The women experienced their BC as posing a challenge to the ways in which they picture their bodies and thus how they viewed themselves. Candice’s imagined future breast reconstruction and perception of her lost breast, postmastectomy, was a good example of this.

Your breast, when it’s been reconstructed it’s not beautiful anymore . . . the ones they make are never going to be as beautiful as the original.

Because I’m abnormal and lopsided and all of these things.

Candice saw her original breast as something which could not be recreated. She ascribed a type of irreplaceable “magic” to her “beautiful,” natural breast, never to be regained. It was especially significant that, while her evaluation indicated a more negative body image than previously, her statement did not refer to her body. Instead, she directed it at herself—“I’m abnormal.” Thus, her mastectomy seemed to have affected her overall image of who she was.

Lam and Fielding (2003) reported that their participants perceived the “disfiguring” changes to their bodies as making them “abnormal.” Berterӧ and Wilmoth (2007) furthermore found that it is common for BC patients to perceive themselves as “abnormal” compared with women with two, “unmutilated” breasts. They also described the studies’ participants’ altered bodies as leading to a changed identity.
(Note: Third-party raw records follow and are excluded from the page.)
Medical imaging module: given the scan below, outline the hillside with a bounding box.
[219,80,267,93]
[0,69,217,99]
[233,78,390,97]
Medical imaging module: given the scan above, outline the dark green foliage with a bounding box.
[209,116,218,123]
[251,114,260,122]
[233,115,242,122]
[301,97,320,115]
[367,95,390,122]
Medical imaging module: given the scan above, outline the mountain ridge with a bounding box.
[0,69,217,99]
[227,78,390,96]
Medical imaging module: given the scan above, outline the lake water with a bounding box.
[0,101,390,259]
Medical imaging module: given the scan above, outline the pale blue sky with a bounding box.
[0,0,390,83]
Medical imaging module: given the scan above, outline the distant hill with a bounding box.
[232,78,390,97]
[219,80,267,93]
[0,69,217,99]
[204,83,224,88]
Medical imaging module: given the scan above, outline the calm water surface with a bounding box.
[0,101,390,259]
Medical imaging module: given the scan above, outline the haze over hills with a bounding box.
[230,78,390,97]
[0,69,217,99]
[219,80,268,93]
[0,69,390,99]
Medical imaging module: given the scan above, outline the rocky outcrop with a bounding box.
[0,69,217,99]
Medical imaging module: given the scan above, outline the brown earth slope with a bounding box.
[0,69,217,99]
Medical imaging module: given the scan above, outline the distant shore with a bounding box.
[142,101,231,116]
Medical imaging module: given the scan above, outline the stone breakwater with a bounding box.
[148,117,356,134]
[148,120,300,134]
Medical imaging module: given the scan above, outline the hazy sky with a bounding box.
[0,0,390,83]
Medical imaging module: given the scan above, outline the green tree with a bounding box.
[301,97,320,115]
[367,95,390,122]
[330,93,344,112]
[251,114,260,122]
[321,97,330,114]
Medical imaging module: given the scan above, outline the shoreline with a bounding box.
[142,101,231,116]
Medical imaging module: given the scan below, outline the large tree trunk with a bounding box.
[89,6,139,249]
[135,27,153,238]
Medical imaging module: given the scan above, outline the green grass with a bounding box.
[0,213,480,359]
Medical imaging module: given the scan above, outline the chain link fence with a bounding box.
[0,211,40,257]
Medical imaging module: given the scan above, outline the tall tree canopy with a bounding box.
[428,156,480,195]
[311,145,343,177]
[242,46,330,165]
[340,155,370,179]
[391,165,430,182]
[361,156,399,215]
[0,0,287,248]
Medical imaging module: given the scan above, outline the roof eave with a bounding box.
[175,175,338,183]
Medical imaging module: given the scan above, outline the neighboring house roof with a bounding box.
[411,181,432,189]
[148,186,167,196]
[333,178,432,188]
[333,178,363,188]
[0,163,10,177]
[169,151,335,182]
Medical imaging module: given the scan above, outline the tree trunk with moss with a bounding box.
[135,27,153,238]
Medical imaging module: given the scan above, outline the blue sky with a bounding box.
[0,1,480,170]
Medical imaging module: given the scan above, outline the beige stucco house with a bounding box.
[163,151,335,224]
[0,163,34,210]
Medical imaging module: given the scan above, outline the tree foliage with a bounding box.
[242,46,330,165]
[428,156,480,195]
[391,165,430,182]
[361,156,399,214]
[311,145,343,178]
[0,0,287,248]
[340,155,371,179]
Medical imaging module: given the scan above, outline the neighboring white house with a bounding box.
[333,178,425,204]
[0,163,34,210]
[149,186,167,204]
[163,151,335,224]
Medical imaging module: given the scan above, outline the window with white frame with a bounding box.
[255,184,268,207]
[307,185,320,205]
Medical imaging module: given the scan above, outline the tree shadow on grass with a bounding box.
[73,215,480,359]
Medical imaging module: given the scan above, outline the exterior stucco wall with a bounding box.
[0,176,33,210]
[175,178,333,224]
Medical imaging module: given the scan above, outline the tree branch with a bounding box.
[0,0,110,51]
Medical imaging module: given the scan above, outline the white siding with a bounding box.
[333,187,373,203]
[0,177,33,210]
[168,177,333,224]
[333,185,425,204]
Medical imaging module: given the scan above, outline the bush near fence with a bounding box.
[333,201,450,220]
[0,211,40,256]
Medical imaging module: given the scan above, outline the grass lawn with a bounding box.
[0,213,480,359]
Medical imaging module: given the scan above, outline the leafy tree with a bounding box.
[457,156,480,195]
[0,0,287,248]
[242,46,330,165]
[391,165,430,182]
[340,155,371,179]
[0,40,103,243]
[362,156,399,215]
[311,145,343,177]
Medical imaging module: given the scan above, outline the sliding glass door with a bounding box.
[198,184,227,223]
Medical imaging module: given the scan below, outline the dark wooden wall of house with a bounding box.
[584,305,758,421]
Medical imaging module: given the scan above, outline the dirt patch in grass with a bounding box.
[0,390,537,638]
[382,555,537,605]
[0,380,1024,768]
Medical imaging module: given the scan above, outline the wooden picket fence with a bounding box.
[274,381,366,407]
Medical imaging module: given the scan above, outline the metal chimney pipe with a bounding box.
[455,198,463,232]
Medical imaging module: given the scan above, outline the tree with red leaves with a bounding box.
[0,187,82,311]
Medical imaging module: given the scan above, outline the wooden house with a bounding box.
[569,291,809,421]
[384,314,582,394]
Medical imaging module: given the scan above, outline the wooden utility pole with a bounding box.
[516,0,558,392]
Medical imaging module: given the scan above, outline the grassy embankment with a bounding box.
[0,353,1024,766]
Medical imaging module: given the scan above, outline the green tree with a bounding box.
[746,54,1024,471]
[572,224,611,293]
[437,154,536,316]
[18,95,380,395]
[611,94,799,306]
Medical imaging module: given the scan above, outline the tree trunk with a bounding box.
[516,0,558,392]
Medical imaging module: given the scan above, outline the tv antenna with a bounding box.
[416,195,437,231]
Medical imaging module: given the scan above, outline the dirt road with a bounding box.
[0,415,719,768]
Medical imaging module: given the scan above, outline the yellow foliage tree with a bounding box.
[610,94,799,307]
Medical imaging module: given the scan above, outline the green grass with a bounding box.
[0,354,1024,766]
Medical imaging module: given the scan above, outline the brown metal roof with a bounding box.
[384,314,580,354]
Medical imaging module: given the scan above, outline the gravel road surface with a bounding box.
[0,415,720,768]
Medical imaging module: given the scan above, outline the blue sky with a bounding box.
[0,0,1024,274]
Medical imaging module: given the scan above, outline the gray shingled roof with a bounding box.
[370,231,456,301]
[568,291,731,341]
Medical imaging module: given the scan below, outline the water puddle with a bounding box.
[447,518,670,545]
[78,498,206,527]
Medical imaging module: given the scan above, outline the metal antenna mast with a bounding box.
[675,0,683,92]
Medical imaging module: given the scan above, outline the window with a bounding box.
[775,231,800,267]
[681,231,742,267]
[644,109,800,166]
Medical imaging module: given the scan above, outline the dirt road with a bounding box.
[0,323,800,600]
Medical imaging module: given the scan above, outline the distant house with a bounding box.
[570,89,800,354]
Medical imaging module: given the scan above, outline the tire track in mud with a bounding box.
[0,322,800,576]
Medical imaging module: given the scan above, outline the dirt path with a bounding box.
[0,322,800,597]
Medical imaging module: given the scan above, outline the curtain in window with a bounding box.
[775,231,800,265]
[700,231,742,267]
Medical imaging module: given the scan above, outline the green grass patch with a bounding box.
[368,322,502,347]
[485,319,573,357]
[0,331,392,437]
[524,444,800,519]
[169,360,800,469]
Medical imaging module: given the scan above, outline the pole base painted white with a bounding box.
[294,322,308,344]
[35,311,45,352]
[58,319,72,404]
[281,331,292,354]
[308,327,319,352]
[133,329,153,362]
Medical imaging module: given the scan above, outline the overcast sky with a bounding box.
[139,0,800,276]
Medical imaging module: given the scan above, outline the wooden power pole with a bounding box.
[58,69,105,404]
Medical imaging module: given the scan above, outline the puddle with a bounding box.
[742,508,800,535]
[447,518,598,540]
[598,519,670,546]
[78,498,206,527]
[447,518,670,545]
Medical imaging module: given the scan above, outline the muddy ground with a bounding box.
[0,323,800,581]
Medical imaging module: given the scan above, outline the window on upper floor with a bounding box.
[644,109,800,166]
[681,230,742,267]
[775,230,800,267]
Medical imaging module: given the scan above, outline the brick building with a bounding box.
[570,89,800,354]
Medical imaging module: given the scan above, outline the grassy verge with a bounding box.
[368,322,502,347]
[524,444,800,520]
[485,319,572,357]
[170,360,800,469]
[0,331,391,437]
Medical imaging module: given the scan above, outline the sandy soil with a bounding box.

The participants also experienced parts of themselves as being lost, and their new, postcancer bodies as being foreign and not “part of them.”

Then when I looked at that mastectomy scar and it was just that stripe across your chest type thing, where your own breast used to be. Um, yoh, it’s really not easy. (Candice)

It’s [her reconstructed breasts] just two things . . . Ja it’s like an added sort of thing. . . . They’re not mine. . . . They don’t, my breasts don’t feel a part of me. (Anita)

Candice claimed ownership and connectedness to her original breast—“your own breast”—highlighting how difficult it was to lose a part of herself and to be left with “just” a scar. Anita then represented her reconstructed breasts as abnormal, “things” which were “added” on to her body. She also made it clear that her representation of her embodied self no longer really included her breasts, or had had to change to include breasts which felt “foreign.”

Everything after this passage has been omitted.